The three requirements of government and why democracy needs to know them

A thought for Friday night:

Why would government which, I suggest, has the power that all of us, reluctantly perhaps, concede to it in being part of the society – and which gives it democratic control, be suddenly and uniquely susceptible to the control of banks, which that government itself regulates and authorises?

There is no possible logic to this unless we concede that modern governments somehow have no right to issue currency.

Governments of old had defence and justice as their basic core responsibilities. Modern governments no longer decree the general requirement to serve your lord as part of the military or even repair the roads as your contribution to society.

Justice in the form of Jury Service still remains (and that can still be interestingly individual) but the service aspect of societal membership has been straightforwardly translated into a monetary system.

We therefore have a third requirement for an effective modern state in addition to defence and justice – that of currency creation.

Government creates it as and when it wishes and out of thin air.

In electing it we give it that right.

Governments are still in charge of defence and justice but in modern times now also of currency creation.

If more of us realised that we would, I think, have much greater voter engagement.

If the slogan was ‘we create your money what do you want us to spend it on?’ then…

a real engagement in what is called the democratic process would, I think, have finally arrived…

Comments

  1. Schofield -

    We create a medium of exchange to transfer value. The tricky bit is deciding on what we value. It’s not sufficient to merely say the medium embeds human labour. The American philosopher Alan Gewirth attempted to drill further down in order to define core values with his Principle of Generic Consistency. He claimed these to be the right of all to have the condition of freedom so that we have the ability to choose purposes and well-being.

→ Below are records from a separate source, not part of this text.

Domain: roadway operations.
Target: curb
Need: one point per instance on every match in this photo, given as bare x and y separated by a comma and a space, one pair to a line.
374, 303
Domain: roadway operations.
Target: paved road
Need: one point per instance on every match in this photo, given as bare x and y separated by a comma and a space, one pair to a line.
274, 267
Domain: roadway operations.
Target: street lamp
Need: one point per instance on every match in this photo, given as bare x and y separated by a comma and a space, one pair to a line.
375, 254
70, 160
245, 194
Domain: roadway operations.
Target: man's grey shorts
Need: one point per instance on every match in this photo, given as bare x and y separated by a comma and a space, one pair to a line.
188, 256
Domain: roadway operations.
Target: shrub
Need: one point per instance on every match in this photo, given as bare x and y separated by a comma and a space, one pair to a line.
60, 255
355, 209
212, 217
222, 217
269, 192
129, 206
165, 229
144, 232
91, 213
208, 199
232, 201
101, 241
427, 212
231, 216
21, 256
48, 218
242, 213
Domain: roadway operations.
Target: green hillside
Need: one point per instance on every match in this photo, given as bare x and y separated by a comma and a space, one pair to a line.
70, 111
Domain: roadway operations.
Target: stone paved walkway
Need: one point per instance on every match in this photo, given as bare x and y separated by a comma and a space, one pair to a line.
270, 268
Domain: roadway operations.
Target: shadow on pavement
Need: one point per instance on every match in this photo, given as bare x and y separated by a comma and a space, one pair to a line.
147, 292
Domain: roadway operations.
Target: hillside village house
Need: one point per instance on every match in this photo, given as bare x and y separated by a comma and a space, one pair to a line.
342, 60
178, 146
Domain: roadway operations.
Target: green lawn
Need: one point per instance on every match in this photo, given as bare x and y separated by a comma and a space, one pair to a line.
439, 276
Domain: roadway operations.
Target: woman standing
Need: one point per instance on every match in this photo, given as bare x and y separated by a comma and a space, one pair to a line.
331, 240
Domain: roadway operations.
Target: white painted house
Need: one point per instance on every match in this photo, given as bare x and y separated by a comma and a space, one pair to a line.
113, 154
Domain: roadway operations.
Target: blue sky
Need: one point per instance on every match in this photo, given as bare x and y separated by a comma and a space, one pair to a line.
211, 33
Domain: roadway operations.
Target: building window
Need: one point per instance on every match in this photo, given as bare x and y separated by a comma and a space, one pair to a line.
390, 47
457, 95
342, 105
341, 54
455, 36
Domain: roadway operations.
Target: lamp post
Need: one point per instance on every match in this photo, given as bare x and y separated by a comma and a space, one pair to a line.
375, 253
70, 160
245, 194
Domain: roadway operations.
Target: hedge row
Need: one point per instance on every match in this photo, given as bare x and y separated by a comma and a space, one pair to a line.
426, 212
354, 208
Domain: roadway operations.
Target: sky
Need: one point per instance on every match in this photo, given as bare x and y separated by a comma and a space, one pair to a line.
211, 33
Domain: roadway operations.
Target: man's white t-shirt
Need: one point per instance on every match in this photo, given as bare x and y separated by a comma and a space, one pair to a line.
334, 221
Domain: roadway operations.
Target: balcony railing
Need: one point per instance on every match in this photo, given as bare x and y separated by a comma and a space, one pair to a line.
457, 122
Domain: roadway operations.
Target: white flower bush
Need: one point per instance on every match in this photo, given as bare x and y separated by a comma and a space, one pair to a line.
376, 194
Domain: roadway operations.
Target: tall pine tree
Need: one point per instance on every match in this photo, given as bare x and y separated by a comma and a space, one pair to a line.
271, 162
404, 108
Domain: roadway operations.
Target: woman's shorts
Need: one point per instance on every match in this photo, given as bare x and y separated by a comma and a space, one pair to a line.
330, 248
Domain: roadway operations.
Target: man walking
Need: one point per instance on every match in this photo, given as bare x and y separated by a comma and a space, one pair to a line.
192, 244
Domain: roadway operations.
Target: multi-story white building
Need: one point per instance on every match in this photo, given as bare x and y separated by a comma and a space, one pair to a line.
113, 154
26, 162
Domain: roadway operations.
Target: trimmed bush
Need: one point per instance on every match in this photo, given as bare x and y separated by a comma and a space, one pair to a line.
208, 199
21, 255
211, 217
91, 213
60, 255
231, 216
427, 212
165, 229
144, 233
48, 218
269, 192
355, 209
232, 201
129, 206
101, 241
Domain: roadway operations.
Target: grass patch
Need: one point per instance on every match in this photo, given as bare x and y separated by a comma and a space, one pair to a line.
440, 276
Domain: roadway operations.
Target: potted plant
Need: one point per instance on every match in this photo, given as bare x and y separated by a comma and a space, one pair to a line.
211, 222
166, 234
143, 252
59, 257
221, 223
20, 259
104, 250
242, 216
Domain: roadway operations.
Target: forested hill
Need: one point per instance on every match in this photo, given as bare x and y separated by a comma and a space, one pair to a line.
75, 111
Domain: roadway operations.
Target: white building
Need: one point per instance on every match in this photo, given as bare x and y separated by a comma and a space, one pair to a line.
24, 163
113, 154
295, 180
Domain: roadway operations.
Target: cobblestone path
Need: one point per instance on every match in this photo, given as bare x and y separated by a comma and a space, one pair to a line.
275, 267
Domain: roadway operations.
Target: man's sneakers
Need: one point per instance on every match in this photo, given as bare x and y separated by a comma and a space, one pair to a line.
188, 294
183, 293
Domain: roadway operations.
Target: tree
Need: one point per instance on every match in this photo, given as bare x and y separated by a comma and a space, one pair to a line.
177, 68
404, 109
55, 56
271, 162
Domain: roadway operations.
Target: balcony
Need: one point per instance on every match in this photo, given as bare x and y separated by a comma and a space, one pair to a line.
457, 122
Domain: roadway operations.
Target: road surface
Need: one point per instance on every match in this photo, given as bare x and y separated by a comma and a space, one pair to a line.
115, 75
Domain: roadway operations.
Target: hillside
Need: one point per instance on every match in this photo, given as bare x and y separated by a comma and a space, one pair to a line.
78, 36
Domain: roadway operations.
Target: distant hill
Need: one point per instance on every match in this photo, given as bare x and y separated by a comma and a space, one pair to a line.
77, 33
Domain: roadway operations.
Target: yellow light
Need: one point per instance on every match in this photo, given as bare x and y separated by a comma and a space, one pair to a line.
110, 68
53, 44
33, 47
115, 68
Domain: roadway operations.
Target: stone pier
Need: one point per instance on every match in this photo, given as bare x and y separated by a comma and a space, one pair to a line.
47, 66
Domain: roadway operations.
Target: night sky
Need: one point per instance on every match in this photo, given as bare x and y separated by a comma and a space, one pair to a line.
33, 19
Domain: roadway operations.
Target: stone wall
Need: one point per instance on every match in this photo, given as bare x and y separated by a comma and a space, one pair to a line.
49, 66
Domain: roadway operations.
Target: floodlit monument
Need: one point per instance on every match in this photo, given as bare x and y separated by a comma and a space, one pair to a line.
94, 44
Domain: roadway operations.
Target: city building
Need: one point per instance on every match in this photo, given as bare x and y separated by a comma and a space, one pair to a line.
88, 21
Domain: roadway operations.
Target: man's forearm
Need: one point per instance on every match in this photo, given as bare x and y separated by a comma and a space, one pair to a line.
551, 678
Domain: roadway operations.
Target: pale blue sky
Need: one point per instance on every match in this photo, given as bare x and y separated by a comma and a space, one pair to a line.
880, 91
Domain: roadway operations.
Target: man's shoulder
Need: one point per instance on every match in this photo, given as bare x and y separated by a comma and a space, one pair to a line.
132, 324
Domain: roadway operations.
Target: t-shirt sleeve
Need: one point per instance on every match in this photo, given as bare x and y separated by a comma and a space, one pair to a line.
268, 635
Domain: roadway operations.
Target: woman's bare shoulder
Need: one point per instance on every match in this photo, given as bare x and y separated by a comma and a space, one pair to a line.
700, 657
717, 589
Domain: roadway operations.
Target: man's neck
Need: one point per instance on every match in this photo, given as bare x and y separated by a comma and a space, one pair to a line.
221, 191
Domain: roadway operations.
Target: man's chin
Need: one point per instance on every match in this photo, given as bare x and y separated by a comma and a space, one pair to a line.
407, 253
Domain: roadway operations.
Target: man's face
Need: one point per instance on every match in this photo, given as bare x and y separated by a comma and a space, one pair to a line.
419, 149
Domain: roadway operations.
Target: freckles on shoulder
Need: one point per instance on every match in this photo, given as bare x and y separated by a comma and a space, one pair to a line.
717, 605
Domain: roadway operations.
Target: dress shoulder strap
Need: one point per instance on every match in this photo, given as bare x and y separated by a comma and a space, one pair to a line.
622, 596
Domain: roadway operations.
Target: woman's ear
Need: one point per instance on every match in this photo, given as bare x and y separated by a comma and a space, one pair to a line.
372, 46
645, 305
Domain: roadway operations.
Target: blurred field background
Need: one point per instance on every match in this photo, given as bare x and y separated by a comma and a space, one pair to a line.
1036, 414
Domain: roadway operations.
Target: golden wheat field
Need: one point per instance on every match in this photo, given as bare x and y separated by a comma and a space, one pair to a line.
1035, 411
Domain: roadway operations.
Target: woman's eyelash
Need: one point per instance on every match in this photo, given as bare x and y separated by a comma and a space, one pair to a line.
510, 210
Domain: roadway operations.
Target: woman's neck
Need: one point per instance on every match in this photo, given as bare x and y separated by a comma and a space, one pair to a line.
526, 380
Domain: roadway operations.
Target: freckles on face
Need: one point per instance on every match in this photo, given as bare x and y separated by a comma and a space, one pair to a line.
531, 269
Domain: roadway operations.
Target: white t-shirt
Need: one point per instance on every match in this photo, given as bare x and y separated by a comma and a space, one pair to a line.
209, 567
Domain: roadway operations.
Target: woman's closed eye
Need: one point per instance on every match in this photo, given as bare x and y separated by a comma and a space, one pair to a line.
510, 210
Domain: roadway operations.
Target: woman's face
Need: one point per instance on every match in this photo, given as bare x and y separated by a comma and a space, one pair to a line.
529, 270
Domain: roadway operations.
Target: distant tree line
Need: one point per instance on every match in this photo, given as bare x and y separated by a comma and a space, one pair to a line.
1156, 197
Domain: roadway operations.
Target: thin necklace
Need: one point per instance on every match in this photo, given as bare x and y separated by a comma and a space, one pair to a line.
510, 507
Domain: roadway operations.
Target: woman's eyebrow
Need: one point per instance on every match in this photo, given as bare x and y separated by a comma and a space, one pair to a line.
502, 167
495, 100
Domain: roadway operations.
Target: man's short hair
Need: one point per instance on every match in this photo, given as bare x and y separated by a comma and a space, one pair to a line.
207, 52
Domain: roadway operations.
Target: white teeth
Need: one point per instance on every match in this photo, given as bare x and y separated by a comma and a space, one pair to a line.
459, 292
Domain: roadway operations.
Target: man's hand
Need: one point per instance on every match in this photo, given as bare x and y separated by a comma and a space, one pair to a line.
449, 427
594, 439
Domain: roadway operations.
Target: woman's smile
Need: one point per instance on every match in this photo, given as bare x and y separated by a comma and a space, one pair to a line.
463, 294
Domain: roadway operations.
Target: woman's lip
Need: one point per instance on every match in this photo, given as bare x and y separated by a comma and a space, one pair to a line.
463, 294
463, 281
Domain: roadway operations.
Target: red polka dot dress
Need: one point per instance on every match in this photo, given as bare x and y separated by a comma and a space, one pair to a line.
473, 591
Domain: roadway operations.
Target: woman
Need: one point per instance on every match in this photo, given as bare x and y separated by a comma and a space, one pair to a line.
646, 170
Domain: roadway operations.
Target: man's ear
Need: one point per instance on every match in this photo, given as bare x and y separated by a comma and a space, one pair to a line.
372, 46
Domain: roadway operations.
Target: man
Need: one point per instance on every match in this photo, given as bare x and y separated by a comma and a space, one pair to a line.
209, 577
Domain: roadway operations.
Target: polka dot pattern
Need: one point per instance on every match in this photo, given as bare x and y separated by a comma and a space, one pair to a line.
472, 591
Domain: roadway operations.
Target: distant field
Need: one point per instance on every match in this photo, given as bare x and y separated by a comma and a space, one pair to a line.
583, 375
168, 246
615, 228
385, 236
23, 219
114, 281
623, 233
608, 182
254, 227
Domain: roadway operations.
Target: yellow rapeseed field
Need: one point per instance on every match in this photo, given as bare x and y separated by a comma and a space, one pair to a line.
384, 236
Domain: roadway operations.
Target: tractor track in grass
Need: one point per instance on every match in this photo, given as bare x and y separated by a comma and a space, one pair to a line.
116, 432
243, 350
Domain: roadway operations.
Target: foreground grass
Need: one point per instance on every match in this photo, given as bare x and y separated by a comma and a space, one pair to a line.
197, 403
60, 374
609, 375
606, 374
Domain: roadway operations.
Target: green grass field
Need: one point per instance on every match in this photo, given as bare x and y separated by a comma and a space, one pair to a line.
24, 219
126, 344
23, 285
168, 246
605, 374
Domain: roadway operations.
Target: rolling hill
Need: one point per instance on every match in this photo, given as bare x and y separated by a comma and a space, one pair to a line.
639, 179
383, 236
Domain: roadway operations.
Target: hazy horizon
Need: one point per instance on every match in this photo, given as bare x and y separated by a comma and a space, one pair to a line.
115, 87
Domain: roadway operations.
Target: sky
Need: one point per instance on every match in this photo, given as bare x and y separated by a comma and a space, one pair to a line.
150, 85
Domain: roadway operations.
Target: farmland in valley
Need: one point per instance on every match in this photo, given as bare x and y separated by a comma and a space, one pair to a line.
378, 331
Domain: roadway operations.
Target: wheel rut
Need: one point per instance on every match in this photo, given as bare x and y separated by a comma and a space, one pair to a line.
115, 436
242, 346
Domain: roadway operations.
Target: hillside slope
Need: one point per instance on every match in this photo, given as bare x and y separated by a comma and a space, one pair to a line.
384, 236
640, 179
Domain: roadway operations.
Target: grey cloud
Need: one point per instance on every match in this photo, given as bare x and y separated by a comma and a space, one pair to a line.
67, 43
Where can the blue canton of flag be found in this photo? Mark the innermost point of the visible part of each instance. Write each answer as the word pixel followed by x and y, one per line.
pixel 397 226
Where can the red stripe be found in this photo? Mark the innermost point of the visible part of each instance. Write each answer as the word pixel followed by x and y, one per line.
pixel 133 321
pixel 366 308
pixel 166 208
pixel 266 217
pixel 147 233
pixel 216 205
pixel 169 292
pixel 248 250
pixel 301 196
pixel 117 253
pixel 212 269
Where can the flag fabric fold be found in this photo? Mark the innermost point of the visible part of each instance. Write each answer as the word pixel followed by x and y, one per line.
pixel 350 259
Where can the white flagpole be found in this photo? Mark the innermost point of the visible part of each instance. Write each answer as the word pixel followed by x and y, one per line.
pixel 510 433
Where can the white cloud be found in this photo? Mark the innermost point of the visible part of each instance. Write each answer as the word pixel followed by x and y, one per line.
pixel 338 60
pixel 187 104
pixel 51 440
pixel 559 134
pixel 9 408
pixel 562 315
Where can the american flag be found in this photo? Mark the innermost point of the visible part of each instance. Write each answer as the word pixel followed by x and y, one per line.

The kicker as the Americans would say lies in the phrase “the right of all” and of course that implies the application or use of democratic process wherever we can and wherever appropriate.

    https://en.wikipedia.org/wiki/Alan_Gewirth

    See the paragraph beginning “Gewirth thus holds …” for a fairly concise and short definition of his PGC theory.

    We still as human beings have big problems in regard to applying “democratic process” as this following article reveals (which I’ve previously posted here) and very relevantly points out a problem with the reflux part of using a medium of exchange:-

    http://financeandsociety.ed.ac.uk/article/view/3017/3999

  2. Schofield -

    Sorry I missed out a key bit of Gewirth’s thinking which is “the ability to realize purposes” where of course the human creation of the tool of a medium of exchange comes in as one requirement.

    1. Peter May -

      The finance and society paper I,ve read and it contains interesting history. Demonstrating if ever proof were required, that the monetary system has evolved like topsy with extra requirements or tweaks bolted on – sometimes just in order to preserve power. (Or sometimes collapsing becuase they didn’t work.)
      I still feel it is easier to see money as the means that a government uses to get stuff done.It is a result of that government acceptance that it becomes a wider medium of exchange.
      In a democracy it is to be hoped that governments are elected to get the stuff that the people have elected it to do.
      But I do agree that that democracy – particularly the FPTP UK one – is problematic.
      PGC theory is quite a neat argument!